La concentration de certaines vitamines dans le lait maternel dépend des niveaux maternels, et des carences chez la mère peuvent conduire à des carences chez l’enfant. Ceci est particulièrement vrai pour les vitamines B1, B2, B6, B12, A et E, et une augmentation des apports en ces vitamines est donc vivement recommandé durant l’allaitement.

Vitamines lipo-solubles
Vitamine A

Elle est impliquée dans des réactions photochimiques de la rétine, c’est aussi un antioxydant et elle a des propriétés antimicrobiennes et de protection contre certaines maladies cardio-vasculaires. Sous sa forme directe, le rétinol, on la trouve uniquement dans les produits d’origine animale (les huiles de poisson, le foie, le jaune d’œuf par exemple en sont de bonnes sources).  Il existe une autre source de vitamine A ou plutôt de pro-vitamine A, le béta-carotène, une substance que notre organisme est capable de transformer en vitamine A (avec une efficacité variable selon les personnes, cette capacité étant d’après les recherches actuelles liée principalement à la qualité de la flore intestinale, environ 10-15% de cette pro-vitamine A sera effectivement convertie en vitamine A).

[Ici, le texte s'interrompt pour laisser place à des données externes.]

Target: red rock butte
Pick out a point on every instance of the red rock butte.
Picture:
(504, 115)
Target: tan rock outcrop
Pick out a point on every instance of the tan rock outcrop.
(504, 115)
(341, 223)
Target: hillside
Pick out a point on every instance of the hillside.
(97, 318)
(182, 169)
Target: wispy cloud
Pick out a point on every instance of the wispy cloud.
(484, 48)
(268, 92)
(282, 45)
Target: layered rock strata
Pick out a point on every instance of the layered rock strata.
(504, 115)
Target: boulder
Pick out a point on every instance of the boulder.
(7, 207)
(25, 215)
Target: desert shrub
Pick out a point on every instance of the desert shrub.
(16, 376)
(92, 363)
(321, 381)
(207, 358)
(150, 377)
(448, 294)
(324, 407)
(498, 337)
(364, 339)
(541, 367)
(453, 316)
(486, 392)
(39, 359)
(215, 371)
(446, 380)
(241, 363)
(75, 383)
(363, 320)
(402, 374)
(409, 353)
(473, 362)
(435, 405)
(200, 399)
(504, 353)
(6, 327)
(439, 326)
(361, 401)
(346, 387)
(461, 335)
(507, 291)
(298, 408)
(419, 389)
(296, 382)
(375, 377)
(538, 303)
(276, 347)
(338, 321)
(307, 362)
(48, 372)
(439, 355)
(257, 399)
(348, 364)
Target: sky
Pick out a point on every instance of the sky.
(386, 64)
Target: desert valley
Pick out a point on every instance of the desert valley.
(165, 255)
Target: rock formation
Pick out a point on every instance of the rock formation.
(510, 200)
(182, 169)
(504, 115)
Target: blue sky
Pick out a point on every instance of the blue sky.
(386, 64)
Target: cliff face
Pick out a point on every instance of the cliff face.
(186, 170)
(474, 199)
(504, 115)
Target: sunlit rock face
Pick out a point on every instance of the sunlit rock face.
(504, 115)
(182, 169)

L’Académie Américaine de Pédiatrie pointe la vitamine A comme l’une des plus importants durant la grossesse et l’allaitement, en particulier pour la fonction et la maturation pulmonaire

C’est une vitamine pour laquelle il est intéressant de se poser des questions car il se trouve que beaucoup de femmes en âge de procréer sont carencées, principalement du fait que nous consommons de moins en moins les aliments qui en sont les meilleures sources (comme le foie). Une étude allemande évoquait récemment le fait qu’1/3 des femmes ayant des grossesses rapprochées se trouvent en dessous du seuil limite marquant la déficience en vitamine A.

La Société de Nutrition Allemande recommande une augmentation des apports en vitamine A de 90% durant l’allaitement, à trouver dans l’alimentation,  les compléments alimentaires ou les boissons enrichies (jus de légumes, riches en provitamine A). C’est tout de même notable.

Vitamine D

Cette vitamine a été plus particulièrement étudiée récemment. La carence en vitamine D est très fréquente chez les femmes enceintes et allaitantes. Les mères le plus à risques sont celles ayant un régime alimentaire particulier comme les végétariennes strictes ou les femmes qui s’exposent de façon limitée aux UV, à la peau sombre, ou portant un voile. Les recommandations actuelles privilégient une supplémentation maternelle importante (4000 IU/j) pour répondre à la fois aux besoins de la mère et du bébé, car le transfert de la vitamine D dans le lait maternel est très limité. On trouve sur le marché des gouttes qui correspondent à ce dosage pour une supplémentation quotidienne.

Vitamine E

La concentration de vitamine E dans le lait dépend des apports maternels exclusivement. La vitamine E est un antioxydant soluble dans les graisses (liposoluble). Elle protège de l’oxydation les corps gras de l’organisme (membranes cellulaires, cholestérol…). Elle possède aussi des propriétés anti-inflammatoires.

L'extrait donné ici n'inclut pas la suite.